Not all data is equally valuable, and no data is valuable without analysis – the human way.

Big data is valuable, in part, due to its sheer volume that allows for granular trends to be identified within a firehose of information. Volume in and of itself is a strong (if erroneous) indicator of credibility – how can you disagree with 11,232 tweets or 1,782 reviews? The evidence seems overwhelming.

One of the key challenges anyone faces when trying to create value from big data is verifying quality –and not just overall, but with regards to the specific question you are trying to answer. Here are some important questions to ask of your data:

  • Is this data derived from a representative population, or does it suffer from selection bias? For example, people who take the time to review a restaurant or hotel tend to have strong feelings – either positive or negative – and can skew any results towards the extreme. Extremists of every stripe are much louder in digital form.
  • Is this data authentically human? Seemingly obvious, but unfortunately no longer certain. Twitter confirmed that over 50,000 Russian bots reached nearly 150 million users during the 2016 Presidential election. While their impact should not be discounted, does this make Twitter an accurate reflection of public sentiment?
  • What are my assumptions in collecting this data to answer my question? Every use of big data relies on hypotheses. For instance, the city of New York is trying to understand patterns of homeless squatting through the use of cellphone use-location data. How many homeless have cellphones?

There are many icebergs lurking in this data ocean, ready to capsize any research findings. If the data your insights rest on is subject to manipulation (human or otherwise) and faulty assumption, then they will at the least be worthless and at the most dangerous, lead to false findings and wrong decisions. Never has it been so easy to be so wrong.

The quality and value of the data you have will always provide the limits to the types of questions you can answer, but quality data alone provides no value. Like electrons, they are only valuable when harnessed and used to power something. Data powers decision making, but it needs to be analyzed and turned into actionable insights.

The rewards for having the capacity to do so are real. A 400-company survey conducted by Bain & Company in 2013 found that only 4% of companies were strong at big data analytics: “these are the companies that are already using analytics insights to change the way they operate or to improve their products and services”. These same companies were twice as likely to be in the top 25% of financial performance in their industries, three times more likely to execute “decisions as intended,” and five times more likely to make these decisions faster.

Building an analytical capability is crucial to leveraging the potential of big data. Without it, you can be pulled about by strong currents within the data, instead of using skepticism and empiricism to guide you.
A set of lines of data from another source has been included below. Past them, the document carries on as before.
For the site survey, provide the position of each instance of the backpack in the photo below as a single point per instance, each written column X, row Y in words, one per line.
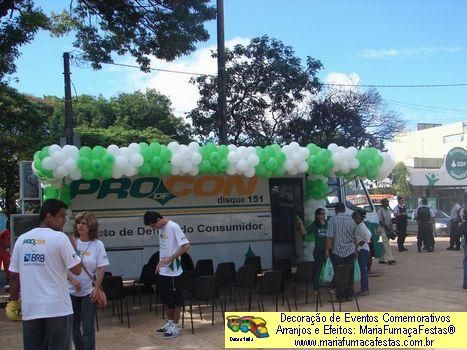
column 423, row 214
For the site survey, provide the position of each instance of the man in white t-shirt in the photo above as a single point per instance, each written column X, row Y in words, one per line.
column 40, row 261
column 172, row 244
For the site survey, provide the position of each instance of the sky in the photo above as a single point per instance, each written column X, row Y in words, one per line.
column 417, row 42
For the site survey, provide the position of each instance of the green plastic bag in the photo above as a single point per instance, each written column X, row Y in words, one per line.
column 327, row 272
column 356, row 272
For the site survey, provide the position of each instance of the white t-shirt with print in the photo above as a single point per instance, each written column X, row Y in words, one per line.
column 93, row 255
column 363, row 234
column 171, row 238
column 42, row 257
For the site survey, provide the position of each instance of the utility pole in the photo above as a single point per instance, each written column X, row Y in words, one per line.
column 68, row 105
column 221, row 102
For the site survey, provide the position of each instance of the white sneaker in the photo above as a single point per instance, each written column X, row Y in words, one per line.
column 164, row 328
column 172, row 332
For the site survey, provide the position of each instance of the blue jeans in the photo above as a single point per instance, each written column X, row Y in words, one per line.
column 464, row 244
column 84, row 314
column 363, row 255
column 53, row 333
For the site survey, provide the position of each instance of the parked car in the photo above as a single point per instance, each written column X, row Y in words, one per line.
column 442, row 223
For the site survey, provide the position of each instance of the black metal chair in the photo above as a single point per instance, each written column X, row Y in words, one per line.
column 303, row 276
column 204, row 267
column 246, row 279
column 255, row 261
column 271, row 284
column 204, row 290
column 147, row 282
column 226, row 280
column 113, row 288
column 340, row 282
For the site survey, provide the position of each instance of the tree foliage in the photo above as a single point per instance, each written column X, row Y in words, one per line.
column 401, row 180
column 345, row 117
column 19, row 22
column 23, row 125
column 165, row 29
column 135, row 111
column 265, row 82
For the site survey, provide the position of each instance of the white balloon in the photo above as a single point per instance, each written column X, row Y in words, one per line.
column 113, row 149
column 173, row 146
column 137, row 160
column 250, row 172
column 253, row 160
column 354, row 163
column 58, row 157
column 70, row 165
column 194, row 146
column 187, row 167
column 134, row 148
column 120, row 162
column 196, row 158
column 75, row 174
column 117, row 173
column 54, row 148
column 233, row 157
column 48, row 163
column 242, row 165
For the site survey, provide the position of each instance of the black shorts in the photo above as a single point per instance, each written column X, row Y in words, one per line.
column 171, row 290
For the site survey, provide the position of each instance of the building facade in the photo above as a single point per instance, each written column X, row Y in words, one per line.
column 436, row 157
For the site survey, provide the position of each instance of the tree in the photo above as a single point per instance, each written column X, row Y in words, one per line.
column 166, row 29
column 401, row 180
column 265, row 82
column 23, row 130
column 19, row 22
column 135, row 111
column 347, row 118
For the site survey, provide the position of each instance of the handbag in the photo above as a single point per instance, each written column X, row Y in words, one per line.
column 101, row 298
column 391, row 234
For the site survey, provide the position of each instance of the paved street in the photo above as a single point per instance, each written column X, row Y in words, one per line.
column 418, row 282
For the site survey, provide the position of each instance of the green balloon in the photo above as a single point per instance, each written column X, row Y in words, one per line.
column 165, row 154
column 83, row 163
column 85, row 152
column 166, row 169
column 108, row 160
column 205, row 166
column 271, row 164
column 156, row 162
column 96, row 165
column 144, row 169
column 155, row 148
column 106, row 173
column 214, row 158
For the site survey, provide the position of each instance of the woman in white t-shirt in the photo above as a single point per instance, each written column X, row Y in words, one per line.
column 94, row 259
column 363, row 249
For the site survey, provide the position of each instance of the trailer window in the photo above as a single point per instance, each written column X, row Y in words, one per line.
column 333, row 194
column 356, row 196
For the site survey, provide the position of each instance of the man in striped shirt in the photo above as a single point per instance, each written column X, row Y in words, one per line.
column 341, row 241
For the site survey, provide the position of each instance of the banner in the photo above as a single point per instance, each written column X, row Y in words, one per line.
column 345, row 329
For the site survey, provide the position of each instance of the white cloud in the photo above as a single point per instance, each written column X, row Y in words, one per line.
column 177, row 86
column 343, row 82
column 420, row 51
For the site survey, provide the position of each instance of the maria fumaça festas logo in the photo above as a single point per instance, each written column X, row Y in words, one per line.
column 255, row 325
The more we as a society focus on leveraging the abundance of information around us, the greater the need for these traits.

At Handshake, we are pioneering new methods of leveraging data to drive actionable insights and finding ways to model intangibles like influence and reputation. With humility, we know we’ll only be as strong as our data and as insightful as our own expertise. We depend on both to provide value to our clients.

As Erik Brynjolfsson tells it, “Pablo Picasso once berated computers saying, well, they’re not very interesting. All they do is provide answers. And, you know, he had a point, that the really interesting and important part of work is asking the right questions”. Asking the right questions and using the right data to answer them is still an essential human task -one which we’ll sometimes fail at and hopefully learn from as we continue exploring this new ocean.